Any recommendations on how best to monitor as onyx cluster running in kubernetes? Not clear to me how/if you could use onyx-peer-http-query in this case.
@j0ni ah yeah, it’s tough for us to know when your job is complete. You could do some different things like check whether you have processed all of the expected results.
@dave.dixon I would only be using onyx peer http query with kubernetes for health checks and metrics
@lucasbradstreet Yes. I'm just a little lost on how you wire it up. Each node runs it's own server, right? Somehow you presumably want to aggregate all those results into Prometheus or something, wondering how people are actually wiring up.

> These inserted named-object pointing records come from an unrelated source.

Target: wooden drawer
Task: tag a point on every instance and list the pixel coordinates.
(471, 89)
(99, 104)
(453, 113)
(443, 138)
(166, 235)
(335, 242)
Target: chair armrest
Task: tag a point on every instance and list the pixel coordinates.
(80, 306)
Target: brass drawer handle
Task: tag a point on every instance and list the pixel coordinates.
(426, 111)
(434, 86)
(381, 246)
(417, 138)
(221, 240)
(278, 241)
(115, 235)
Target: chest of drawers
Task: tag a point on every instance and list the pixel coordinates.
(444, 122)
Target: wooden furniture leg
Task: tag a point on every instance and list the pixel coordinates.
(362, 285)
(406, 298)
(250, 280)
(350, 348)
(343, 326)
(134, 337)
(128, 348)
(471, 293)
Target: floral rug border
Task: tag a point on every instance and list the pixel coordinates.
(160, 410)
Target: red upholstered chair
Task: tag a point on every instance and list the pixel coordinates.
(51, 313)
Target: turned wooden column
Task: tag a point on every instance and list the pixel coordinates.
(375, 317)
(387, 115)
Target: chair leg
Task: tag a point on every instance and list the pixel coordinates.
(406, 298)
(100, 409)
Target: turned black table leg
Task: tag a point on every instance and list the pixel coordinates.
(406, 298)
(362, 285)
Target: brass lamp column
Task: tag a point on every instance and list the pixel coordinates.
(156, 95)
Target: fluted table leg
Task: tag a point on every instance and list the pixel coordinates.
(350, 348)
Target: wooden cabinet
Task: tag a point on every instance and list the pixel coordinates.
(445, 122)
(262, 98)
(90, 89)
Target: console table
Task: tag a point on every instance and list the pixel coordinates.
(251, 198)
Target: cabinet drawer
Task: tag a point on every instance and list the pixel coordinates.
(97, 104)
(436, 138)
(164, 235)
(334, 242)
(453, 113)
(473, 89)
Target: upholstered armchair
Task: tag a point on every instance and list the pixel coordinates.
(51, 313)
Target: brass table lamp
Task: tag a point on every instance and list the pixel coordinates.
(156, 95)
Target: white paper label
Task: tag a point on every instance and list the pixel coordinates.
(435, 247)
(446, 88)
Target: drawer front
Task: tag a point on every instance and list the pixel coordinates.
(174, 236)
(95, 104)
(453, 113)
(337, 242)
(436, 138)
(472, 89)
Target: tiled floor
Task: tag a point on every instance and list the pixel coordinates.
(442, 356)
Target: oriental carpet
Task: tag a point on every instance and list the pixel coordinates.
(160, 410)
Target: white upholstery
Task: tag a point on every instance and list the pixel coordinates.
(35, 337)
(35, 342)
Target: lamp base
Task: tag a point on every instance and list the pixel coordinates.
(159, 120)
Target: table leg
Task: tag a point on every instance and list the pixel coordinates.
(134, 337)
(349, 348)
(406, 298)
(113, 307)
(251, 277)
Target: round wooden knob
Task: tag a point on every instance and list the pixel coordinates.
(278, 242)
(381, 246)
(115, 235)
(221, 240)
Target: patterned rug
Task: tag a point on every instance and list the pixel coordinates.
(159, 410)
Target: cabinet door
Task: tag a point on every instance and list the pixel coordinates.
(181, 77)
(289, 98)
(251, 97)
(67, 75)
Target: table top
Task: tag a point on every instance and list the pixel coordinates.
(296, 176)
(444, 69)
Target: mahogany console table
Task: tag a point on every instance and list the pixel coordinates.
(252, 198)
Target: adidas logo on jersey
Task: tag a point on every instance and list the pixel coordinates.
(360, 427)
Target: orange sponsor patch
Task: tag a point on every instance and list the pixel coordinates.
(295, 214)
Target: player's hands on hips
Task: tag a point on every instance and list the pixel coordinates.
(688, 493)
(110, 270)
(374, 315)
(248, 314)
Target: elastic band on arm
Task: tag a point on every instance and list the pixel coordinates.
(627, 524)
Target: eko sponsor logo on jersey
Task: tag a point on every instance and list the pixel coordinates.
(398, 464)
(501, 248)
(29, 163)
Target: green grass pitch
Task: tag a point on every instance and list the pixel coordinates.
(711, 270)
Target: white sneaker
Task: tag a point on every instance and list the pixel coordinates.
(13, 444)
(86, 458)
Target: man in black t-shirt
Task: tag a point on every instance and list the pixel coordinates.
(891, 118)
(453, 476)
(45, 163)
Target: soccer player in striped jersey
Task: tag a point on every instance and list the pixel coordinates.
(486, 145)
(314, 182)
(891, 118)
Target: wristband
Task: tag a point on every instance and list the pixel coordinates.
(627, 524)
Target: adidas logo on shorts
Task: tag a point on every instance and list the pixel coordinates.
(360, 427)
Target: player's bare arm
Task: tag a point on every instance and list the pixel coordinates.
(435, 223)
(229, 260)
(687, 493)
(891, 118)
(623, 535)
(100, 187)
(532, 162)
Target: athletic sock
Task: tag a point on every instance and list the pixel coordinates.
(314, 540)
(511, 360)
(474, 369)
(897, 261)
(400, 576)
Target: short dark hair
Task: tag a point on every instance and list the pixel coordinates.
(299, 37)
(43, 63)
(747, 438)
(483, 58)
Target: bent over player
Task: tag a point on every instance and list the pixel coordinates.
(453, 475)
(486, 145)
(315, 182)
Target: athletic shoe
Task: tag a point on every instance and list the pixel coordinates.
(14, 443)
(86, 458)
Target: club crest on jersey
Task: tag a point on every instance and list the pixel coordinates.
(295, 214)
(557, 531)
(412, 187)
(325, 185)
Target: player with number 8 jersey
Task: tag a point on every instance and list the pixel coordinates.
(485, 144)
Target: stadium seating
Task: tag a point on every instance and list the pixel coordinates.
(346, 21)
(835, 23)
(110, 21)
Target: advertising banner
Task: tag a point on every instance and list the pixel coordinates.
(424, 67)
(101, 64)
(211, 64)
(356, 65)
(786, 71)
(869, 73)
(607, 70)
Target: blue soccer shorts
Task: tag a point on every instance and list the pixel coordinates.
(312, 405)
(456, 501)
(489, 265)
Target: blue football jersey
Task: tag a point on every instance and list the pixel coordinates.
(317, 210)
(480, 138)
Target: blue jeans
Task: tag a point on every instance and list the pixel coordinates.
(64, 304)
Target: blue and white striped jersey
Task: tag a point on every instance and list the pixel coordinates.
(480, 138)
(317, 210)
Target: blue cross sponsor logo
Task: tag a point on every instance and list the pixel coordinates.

There's probably some key k8s concept I'm missing here.
@dave.dixon I am a little rusty but I think one way to do this is to add an annotation to your peer containers so Prometheus can id them through the k8s mechanism of scraping.
@camechis Thanks, that sounds similar to something I was reading about using prometheus with JMX in k8s, sounds like it will get me headed in the right direction.
That’s right
Another question as I puzzle through my deployment issues: at start-up I get several messages like "Job ID 5b3651ac-0ad0-4005-b503-79609899c3d1 has already been submitted, and will not be scheduled again.", but those jobs don't show up when I call rq/jobs
. I assume those can be safely ignored, aren't using vpeers or other resources?
Yep I’ll have to double check but I think it’s just a job being submitted with the same job id, and it’s the idempotency at work
Occurs when the peer starts, before I submit any jobs.
Sounds like a previous run job in the same onyx tenant?
Yes.
Right it’s just playing back the log
Trying to debug some really odd behavior, beginning to suspect it may be related to non-onyx parts of the application behaving badly with kafka and thus ZK. In an effort to better understand how things work, how might I wind up getting this warning on peer startup: "Log parameters have yet to be written to ZooKeeper by a peer. Backing off 500ms and trying again..."
Hmm, where’s that warning coming from? When the onyx peers start they’ll write out log parameters for a given tenancy
So it’s probably some other component starting up on a tenancy which hasn’t had any peers start yet.
Here's the stack trace. I'll add some more logging to see whether start-peer-group
or start-peers
is responsible.
No other component is starting, at least not intentionally. I also tried again with a fresh ZK (supposedly, it's a managed service) and still saw the same thing. Cleaning out all of the checkpoints now.
Hmm
Do you say any messages in there about aeron?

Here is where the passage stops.